Hey foxes!
I need to scrape the source code . i tried with this -> view-source:https://www.mysite.com.. but can not scrape the page.. webscraper doesnt let me save the URL.
Any help?
THX a looot
Hey foxes!
I need to scrape the source code . i tried with this -> view-source:https://www.mysite.com.. but can not scrape the page.. webscraper doesnt let me save the URL.
Any help?
THX a looot
The scraper has access to the current "view-source" regardless, so do not need to add this part in the metadata. The only thing is that you will not be able to use the point-and-click interface for it and will have to build the scraper by creating the selectors manually and typing them out.

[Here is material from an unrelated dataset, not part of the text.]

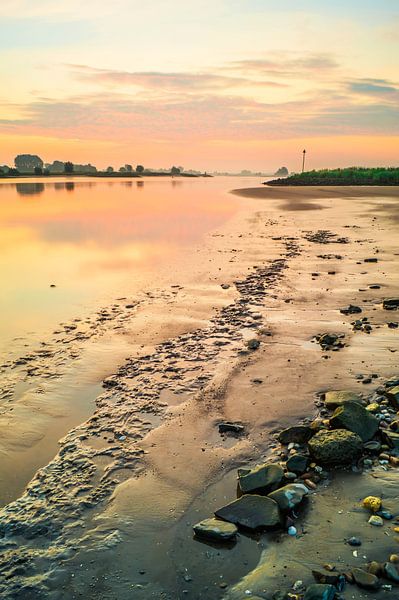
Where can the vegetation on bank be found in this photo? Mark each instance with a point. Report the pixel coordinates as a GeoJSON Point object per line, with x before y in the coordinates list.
{"type": "Point", "coordinates": [347, 176]}
{"type": "Point", "coordinates": [27, 165]}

Ah ok thanks! i tried few times but i dont see how to scrape it with webscraper and extract the "logging_page_id":"profilePage_6887304"
in this page : view-source:https://www.instagram.com/tf1/
. could you help me a bit
Thanks a loooot
This is an interesting one, I know what you're trying to extract - the Instagram User ID. You can get that info by using this link:
https://www.instagram.com/web/search/topsearch/?query=[exact username]
So for your example it would be:
https://www.instagram.com/web/search/topsearch/?query=tf1
The results page is a plain text file, so there is only one selector, pre. Grab the text from that, and you can then pick out the user ID with a regex. This is assuming the first line contains the correct user ID. The regex I'm using is \b\d{6,10}\b , which picks out the first 6-10 digit number it finds. That's why you'll need the exact username. Sample sitemap:
{"_id":"instagram_get_user_id","startUrl":["https://www.instagram.com/web/search/topsearch/?query=tf1"],"selectors":[{"id":"user_id","type":"SelectorText","parentSelectors":["_root"],"selector":"pre","multiple":false,"regex":"\\b\\d{6,10}\\b","delay":0}]}
you're the best!! Thanks a lot!